Кто я для себя
Шрифт:
За миллион лет своего тунеядского стажа (половину которого следовало бы признать льготным ввиду тяжелых условий труда) Волдырь не раз и не два вступал в стычки с милицейскими — и за бродяжничество его сажали, и за расхристанный вид забирали, к тому же из всей шушеры он всегда больше всех выдрючивался и оказывал сопротивление всякий раз, когда его просили предъявить документы. Он просто-напросто презирал порядок, труд, дисциплину — и, будучи неукротимым горлодером, мало-помалу стал авторитетом среди себе подобных. Воровать-то он никогда не воровал, но всегда брал под свою защиту мелких жуликов, говоря, что весь мир стоит на воровстве, вранье и прохиндействе. А достается на орехи лишь мелкой сошке — несправедливо.
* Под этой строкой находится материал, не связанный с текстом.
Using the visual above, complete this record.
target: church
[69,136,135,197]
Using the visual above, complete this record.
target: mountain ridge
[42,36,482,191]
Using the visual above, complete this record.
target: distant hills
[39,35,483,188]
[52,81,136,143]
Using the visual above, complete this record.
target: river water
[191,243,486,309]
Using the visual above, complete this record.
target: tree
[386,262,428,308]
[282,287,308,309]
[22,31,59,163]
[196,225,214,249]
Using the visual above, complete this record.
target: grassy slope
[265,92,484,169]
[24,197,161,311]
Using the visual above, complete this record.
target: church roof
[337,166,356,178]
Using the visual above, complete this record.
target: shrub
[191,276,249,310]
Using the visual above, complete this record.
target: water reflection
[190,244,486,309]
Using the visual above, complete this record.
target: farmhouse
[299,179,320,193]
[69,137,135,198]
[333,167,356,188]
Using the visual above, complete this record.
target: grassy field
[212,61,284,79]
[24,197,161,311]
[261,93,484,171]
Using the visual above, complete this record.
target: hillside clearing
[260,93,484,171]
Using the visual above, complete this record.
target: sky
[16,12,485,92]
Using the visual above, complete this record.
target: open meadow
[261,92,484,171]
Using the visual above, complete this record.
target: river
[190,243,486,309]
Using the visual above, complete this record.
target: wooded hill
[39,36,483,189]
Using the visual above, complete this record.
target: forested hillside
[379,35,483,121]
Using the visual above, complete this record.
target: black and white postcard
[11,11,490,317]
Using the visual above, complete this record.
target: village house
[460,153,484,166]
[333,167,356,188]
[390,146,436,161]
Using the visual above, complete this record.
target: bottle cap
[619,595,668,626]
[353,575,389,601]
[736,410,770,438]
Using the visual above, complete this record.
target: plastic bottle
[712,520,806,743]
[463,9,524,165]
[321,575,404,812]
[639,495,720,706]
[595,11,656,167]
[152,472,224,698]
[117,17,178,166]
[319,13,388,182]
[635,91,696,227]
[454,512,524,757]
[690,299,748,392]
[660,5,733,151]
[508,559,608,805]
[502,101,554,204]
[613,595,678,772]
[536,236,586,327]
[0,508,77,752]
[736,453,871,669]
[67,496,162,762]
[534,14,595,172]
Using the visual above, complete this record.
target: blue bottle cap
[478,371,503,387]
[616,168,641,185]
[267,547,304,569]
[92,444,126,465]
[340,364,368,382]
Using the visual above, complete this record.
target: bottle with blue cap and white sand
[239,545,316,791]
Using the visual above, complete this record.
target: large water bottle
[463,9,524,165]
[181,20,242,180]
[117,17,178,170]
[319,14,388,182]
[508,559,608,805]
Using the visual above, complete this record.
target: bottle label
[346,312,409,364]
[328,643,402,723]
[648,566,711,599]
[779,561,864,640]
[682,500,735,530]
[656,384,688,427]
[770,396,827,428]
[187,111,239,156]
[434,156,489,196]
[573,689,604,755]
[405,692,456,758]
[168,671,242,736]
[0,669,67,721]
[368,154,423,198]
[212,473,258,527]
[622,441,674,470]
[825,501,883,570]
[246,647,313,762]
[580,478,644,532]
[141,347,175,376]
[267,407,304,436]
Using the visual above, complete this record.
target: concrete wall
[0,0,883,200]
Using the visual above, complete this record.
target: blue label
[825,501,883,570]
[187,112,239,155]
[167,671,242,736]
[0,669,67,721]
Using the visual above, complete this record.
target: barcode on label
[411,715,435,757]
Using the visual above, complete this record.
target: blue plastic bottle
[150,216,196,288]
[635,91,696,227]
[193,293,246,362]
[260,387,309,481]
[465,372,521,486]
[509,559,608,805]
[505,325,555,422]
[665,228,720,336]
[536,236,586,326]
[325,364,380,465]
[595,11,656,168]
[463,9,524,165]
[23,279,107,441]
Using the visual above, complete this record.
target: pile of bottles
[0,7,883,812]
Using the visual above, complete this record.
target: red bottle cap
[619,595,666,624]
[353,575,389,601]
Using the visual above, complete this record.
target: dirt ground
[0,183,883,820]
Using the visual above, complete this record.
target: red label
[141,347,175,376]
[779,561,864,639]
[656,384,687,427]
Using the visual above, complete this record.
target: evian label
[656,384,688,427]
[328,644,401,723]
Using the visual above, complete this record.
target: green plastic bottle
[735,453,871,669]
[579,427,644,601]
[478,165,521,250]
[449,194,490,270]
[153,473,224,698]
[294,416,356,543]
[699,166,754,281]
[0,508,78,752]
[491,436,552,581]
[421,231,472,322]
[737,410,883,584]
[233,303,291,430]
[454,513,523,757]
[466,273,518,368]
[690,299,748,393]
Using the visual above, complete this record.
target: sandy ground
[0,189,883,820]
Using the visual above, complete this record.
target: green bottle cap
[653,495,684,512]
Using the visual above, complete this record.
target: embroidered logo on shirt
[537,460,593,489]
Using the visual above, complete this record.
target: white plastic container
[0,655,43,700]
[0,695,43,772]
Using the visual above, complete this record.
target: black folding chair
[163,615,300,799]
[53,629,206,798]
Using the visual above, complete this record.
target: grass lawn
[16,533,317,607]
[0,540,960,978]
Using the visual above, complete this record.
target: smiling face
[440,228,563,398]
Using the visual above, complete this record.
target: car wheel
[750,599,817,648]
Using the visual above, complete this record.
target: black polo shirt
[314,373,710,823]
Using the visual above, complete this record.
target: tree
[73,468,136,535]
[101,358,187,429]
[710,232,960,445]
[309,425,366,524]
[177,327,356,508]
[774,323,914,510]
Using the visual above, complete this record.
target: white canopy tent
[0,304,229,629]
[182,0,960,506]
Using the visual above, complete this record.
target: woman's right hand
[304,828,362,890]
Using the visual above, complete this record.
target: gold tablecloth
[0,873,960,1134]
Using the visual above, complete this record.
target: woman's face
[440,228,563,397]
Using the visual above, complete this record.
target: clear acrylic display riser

И впрямь: вдруг завизжали тормоза, и перед супермаркетом остановился полицейский автомобиль,
— Ну, братец, давай немного проедемся с нами — посмотрим, с каких это пор ты у нас темными делишками занимаешься. Сам пойдешь — дорогу знаешь? Или браслет примерим? — сразу же наскочил на Волдыря Скот. — И чтобы мне без лишних вопросов — а то, знаешь, как в кино у американцев? «Все, что вы скажете, может быть обращено против вас».
— Эх, — только и сказал Волдырь. — Ты и в самом деле думаешь, что я этим промышляю?
— Скажу, как есть, братушка: я-то так не думаю, но Рада-цветочница донесла мне, будто бы с утра перед универсамом вы продавали те цветы, что она для венков держала — откуда людям знать, на кой ляд их прочили, да и плевать, раз уж такая дешевка.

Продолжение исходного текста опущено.